What Changed
Fly.io now offers an MCP server at sprites.dev/mcp that enables AI agents to request and manage Sprites—disposable cloud computers with durable filesystems that cost virtually nothing when idle. Agents authenticated through Claude Desktop or compatible tools can now programmatically provision Sprites to handle computational tasks, development workflows, and testing scenarios.
How It Works
Users can authenticate their Fly.io organization to the MCP server, giving agents access to the Sprites API. Once connected, agents can respond to natural language commands like:
- "On a new Sprite, reproduce this bug from issues/913 and capture logs"
- "On 3 new Sprites, benchmark this function across different query libraries and test latency"
- "On a new Sprite, run a load generator against this endpoint for 60 seconds"
Guardrails and Safety
Recognizing the risks of agents autonomously provisioning infrastructure, Fly.io built in protective constraints:
- Creation caps: Limit the total number of Sprites an agent can provision
- Name prefixes: All agent-created Sprites receive a configurable prefix for easy identification and cleanup
- Organization scoping: Agents access only a single designated Fly.io organization
Implementation Philosophy
The team emphasizes that while MCP provides access, the preferred approach for agent-driven infrastructure is CLI tools and discoverable APIs rather than large context windows filled with tool descriptions.
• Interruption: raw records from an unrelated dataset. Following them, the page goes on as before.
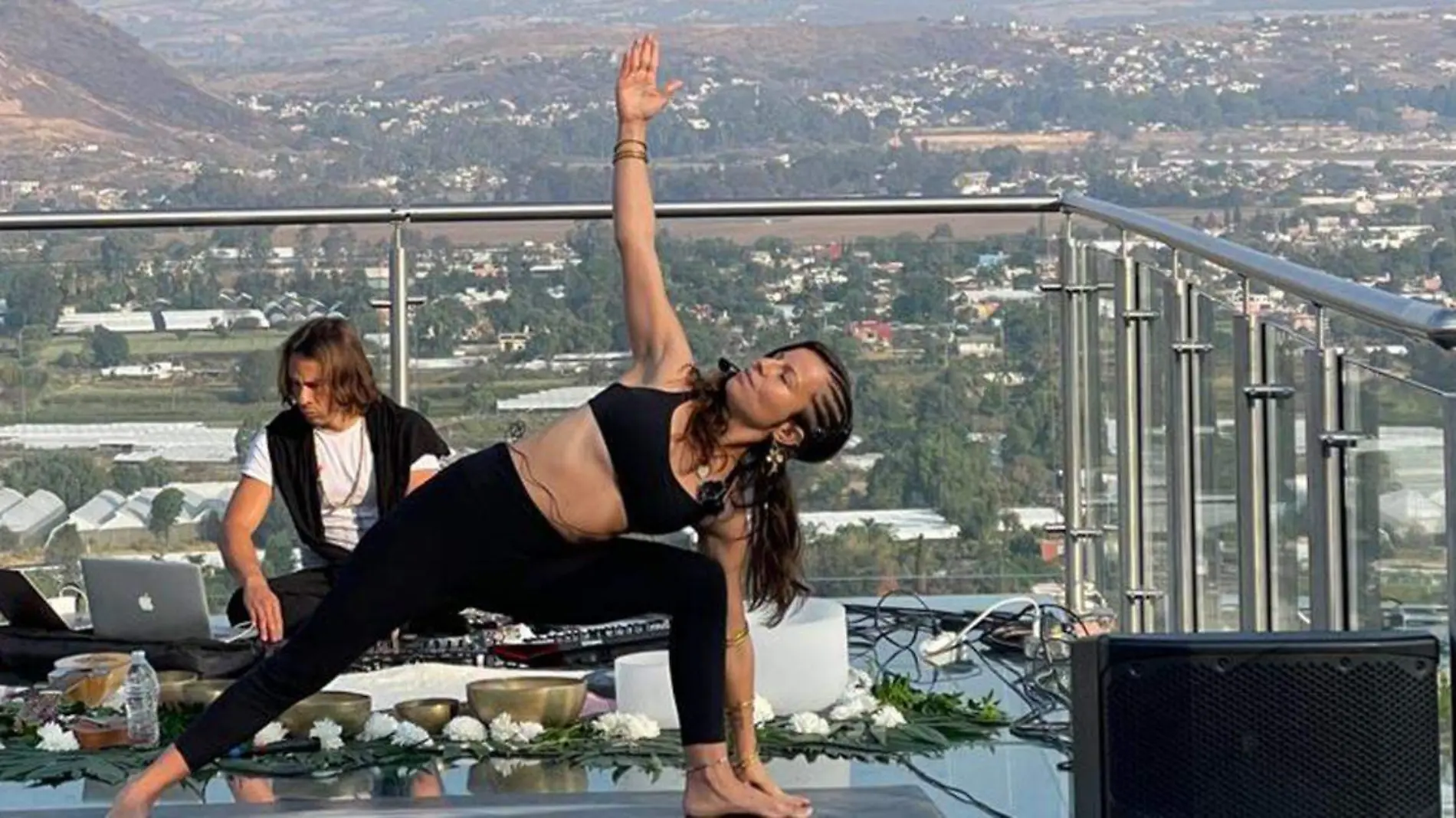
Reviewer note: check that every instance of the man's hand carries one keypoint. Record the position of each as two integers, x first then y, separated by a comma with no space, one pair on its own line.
264,609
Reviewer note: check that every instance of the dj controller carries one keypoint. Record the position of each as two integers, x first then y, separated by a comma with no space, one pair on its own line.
500,645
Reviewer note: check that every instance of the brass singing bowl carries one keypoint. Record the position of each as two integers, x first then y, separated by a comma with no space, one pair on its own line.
174,686
203,692
349,711
430,715
548,701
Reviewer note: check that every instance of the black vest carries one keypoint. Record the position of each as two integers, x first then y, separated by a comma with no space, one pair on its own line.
398,437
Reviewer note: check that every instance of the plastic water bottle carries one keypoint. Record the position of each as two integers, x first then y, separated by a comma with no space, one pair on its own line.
142,692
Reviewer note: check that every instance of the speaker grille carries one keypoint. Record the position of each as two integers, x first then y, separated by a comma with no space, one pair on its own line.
1273,735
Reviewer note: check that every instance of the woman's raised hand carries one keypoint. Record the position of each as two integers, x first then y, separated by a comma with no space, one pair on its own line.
638,93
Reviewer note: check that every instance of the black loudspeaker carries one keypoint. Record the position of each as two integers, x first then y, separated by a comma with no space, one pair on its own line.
1255,725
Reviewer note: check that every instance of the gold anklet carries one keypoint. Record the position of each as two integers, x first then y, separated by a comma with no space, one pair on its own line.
707,766
750,759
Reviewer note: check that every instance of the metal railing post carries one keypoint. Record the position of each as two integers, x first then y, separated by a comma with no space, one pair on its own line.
1331,591
1255,598
1129,318
1074,402
1449,446
1182,436
399,316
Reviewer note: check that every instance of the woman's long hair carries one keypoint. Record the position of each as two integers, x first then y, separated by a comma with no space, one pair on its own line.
775,572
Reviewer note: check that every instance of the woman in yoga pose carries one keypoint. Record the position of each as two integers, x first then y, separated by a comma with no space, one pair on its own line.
533,528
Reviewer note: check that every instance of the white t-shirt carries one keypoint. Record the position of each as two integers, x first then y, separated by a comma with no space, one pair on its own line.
349,496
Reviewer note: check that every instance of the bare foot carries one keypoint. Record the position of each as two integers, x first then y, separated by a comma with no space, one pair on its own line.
717,792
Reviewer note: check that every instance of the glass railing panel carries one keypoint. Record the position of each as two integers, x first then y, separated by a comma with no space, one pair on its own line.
1216,525
1104,567
1287,478
1395,499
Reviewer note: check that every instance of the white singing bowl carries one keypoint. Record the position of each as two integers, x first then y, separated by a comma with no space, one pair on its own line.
801,664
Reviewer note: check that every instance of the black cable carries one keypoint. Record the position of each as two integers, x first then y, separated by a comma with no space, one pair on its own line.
956,792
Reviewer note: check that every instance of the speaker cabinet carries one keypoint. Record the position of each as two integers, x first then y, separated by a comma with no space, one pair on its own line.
1255,725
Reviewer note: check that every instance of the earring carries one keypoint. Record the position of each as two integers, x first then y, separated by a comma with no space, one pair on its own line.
775,459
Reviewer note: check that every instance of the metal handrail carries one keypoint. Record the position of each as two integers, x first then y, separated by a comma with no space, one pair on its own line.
1383,309
1369,305
437,214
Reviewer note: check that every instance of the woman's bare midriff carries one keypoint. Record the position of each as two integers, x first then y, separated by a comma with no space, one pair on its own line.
568,473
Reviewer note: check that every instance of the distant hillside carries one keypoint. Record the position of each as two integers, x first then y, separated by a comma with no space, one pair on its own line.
69,76
254,32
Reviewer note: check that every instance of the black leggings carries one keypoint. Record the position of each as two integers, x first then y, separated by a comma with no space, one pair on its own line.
474,538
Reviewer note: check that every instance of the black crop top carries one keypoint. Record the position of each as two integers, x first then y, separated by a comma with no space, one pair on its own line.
637,425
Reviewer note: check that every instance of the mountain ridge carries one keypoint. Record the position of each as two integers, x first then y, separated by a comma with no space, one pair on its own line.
71,77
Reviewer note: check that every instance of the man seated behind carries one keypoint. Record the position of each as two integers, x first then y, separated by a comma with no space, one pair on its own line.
341,456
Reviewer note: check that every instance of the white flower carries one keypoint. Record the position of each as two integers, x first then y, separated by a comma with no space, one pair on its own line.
854,706
379,727
328,732
507,766
273,732
887,718
54,738
808,724
762,711
507,731
626,727
466,730
411,734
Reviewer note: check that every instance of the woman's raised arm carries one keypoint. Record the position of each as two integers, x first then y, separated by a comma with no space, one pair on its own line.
660,348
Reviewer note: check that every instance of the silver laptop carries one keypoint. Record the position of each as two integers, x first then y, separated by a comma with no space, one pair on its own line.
146,600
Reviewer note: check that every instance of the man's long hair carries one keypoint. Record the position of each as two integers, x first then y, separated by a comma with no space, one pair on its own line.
346,368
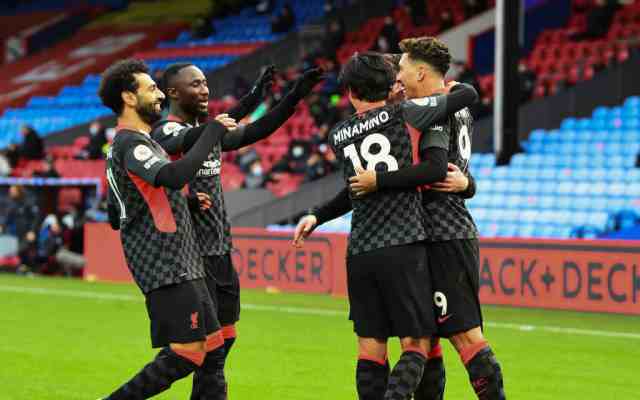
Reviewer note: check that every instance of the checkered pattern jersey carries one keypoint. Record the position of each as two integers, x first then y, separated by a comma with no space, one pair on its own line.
212,226
389,217
155,258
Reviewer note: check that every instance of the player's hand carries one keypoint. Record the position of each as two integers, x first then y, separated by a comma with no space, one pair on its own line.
450,85
455,181
303,230
204,200
364,182
227,121
307,81
264,81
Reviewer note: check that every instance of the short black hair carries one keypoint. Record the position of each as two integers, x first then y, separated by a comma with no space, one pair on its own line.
369,76
119,78
429,50
170,72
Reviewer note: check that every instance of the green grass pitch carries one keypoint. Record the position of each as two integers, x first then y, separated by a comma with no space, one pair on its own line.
72,340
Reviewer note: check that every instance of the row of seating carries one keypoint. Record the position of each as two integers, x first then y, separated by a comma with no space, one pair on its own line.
249,27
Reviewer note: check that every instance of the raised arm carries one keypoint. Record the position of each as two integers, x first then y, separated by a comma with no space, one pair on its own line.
277,116
250,101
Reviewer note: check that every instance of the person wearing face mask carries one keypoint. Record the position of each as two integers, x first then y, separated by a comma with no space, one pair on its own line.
295,161
97,140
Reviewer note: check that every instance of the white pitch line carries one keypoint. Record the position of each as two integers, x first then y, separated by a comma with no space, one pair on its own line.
309,311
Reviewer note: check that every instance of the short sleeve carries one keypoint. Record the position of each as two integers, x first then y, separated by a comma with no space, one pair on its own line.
171,136
422,112
142,160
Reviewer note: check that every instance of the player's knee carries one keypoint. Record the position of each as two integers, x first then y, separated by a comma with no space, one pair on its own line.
466,339
372,348
420,345
194,352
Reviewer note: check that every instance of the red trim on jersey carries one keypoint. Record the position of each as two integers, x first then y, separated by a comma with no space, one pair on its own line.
436,350
158,203
229,331
415,349
415,149
196,357
467,353
213,341
415,143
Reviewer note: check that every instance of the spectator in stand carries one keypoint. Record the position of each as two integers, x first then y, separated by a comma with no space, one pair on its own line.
22,219
49,170
53,251
256,178
31,148
245,158
446,20
599,19
389,37
264,7
295,160
474,7
418,11
285,21
97,142
5,167
527,82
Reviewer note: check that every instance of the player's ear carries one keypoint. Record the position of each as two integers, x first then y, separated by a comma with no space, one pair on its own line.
171,92
422,73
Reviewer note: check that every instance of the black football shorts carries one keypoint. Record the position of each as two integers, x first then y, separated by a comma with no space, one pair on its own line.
386,292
Modern AI models (Claude, Gemini, Codex) can efficiently drive CLI commands without MCP overhead. The MCP server exists primarily for agents that cannot execute shell commands.
Use Cases
Developers can now delegate repetitive computational tasks to agents: dependency updates with testing, multi-variant development environments, log analysis, dataset exploration, load testing, and webhook monitoring—all without manually provisioning infrastructure.